The bibliometric analysis emphasizes phrases like Semantics, Human, and Computational Linguistics, signifying a strong basis in language and cognitive principles. Thematic maps highlight the importance of themes such as “Human” and “Semantics” for research progress, while themes like “Computer Circuits,” which show diminished relevance, suggest potential avenues for further exploration, particularly in advanced technologies like artificial intelligence and edge computing. The prominence of “Human” as a central theme underscores the inseparability of modality from human meaning-making, bridging theoretical linguistics with embodied cognition and applied AI.
This study also underscores the dominance of research in countries like China and the United States, while highlighting the discrepancy between national productivity and individual author influence. These findings point to the structural role of institutional collaboration and funding systems in shaping research visibility, while also identifying gaps in global integration. Expanding participation from regions such as Southeast Asia and Africa would not only diversify datasets but also enrich the conceptual landscape of modality studies.
This study acknowledges its limitations, including linguistic bias toward English, dataset bias, and inconsistencies between theoretical frameworks and actual applications. The challenges in model validation and multimodal integration highlight the need for further methodological breakthroughs to address the complexities of cross-modal data. Future research should therefore prioritize (1) enhancing cross-linguistic and cross-cultural representation, (2) strengthening theoretical integration between linguistic semantics and computational models, and (3) fostering international collaboration to connect currently fragmented regional hubs.

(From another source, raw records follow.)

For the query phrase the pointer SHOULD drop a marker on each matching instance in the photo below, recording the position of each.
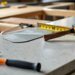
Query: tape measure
(53, 28)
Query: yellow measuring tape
(53, 28)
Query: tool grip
(23, 64)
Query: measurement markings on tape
(52, 27)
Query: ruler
(53, 28)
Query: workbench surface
(56, 57)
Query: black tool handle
(24, 64)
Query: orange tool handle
(2, 61)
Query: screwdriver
(21, 64)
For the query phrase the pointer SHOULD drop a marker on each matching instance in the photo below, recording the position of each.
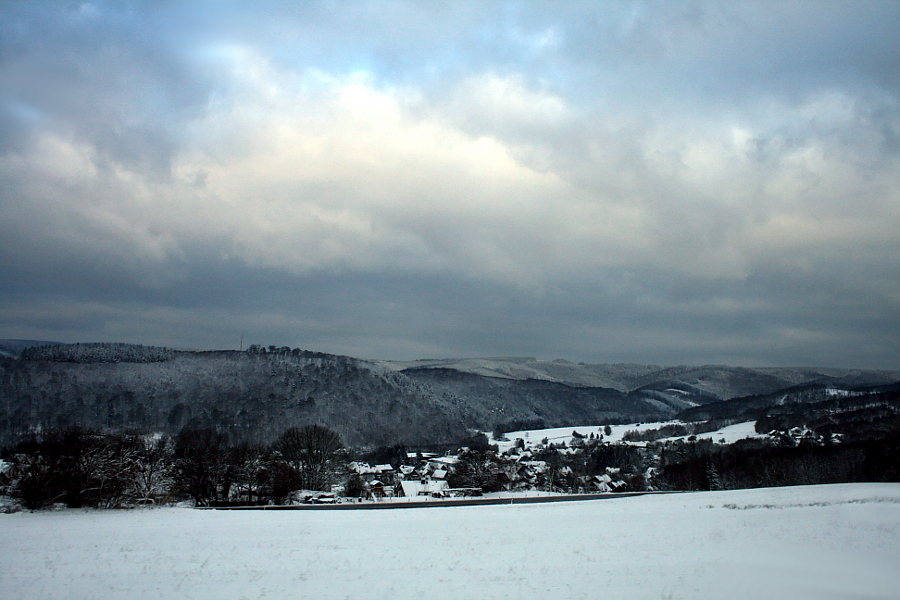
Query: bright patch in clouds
(669, 184)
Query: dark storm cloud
(649, 181)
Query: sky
(679, 182)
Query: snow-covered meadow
(563, 435)
(838, 541)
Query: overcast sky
(655, 182)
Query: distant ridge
(254, 395)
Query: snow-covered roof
(414, 488)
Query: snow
(835, 541)
(729, 434)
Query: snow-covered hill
(837, 541)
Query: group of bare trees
(83, 468)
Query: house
(377, 490)
(422, 487)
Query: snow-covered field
(725, 435)
(840, 541)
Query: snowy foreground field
(840, 541)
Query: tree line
(79, 468)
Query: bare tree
(312, 450)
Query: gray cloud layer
(670, 182)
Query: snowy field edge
(826, 541)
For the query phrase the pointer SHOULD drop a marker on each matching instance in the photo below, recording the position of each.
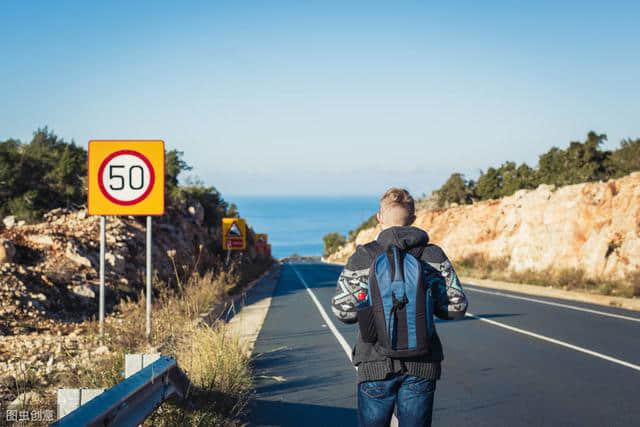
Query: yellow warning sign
(234, 234)
(126, 178)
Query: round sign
(126, 177)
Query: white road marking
(557, 304)
(332, 327)
(345, 346)
(557, 342)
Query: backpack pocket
(366, 323)
(429, 312)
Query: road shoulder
(604, 300)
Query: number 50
(114, 171)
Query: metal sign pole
(149, 277)
(103, 238)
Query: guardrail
(131, 401)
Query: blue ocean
(296, 224)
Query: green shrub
(333, 242)
(372, 221)
(44, 174)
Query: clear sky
(319, 97)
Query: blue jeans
(412, 395)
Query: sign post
(126, 178)
(103, 238)
(148, 292)
(234, 234)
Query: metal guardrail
(131, 401)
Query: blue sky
(321, 97)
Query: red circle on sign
(143, 196)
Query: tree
(333, 242)
(372, 221)
(489, 185)
(174, 166)
(456, 190)
(626, 159)
(580, 162)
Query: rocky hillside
(49, 271)
(592, 227)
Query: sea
(296, 224)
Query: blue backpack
(397, 314)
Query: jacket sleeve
(450, 302)
(353, 280)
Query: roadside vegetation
(215, 361)
(579, 162)
(49, 172)
(333, 242)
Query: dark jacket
(449, 303)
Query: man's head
(397, 208)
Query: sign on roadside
(234, 234)
(126, 178)
(261, 244)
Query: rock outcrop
(593, 227)
(49, 272)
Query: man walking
(398, 352)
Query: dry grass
(215, 362)
(478, 265)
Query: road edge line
(341, 340)
(556, 304)
(557, 342)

Semantic modality has become a field at the intersection of linguistics, cognition, and artificial intelligence. This study contributes by offering a global bibliometric perspective that not only documents trends but also interprets their significance. By doing so, it provides a foundation for future interdisciplinary research and practical applications that will deepen our understanding of meaning, language, and human communication in an increasingly digital world.
Footnotes
Funding
The authors received no financial support for the research, authorship, and/or publication of this article.
Declaration of Conflicting Interests
The authors declared no potential conflicts of interest with respect to the research, authorship, and/or publication of this article.
Data Availability Statement
The data that support the findings of this study are available from the corresponding author upon reasonable request.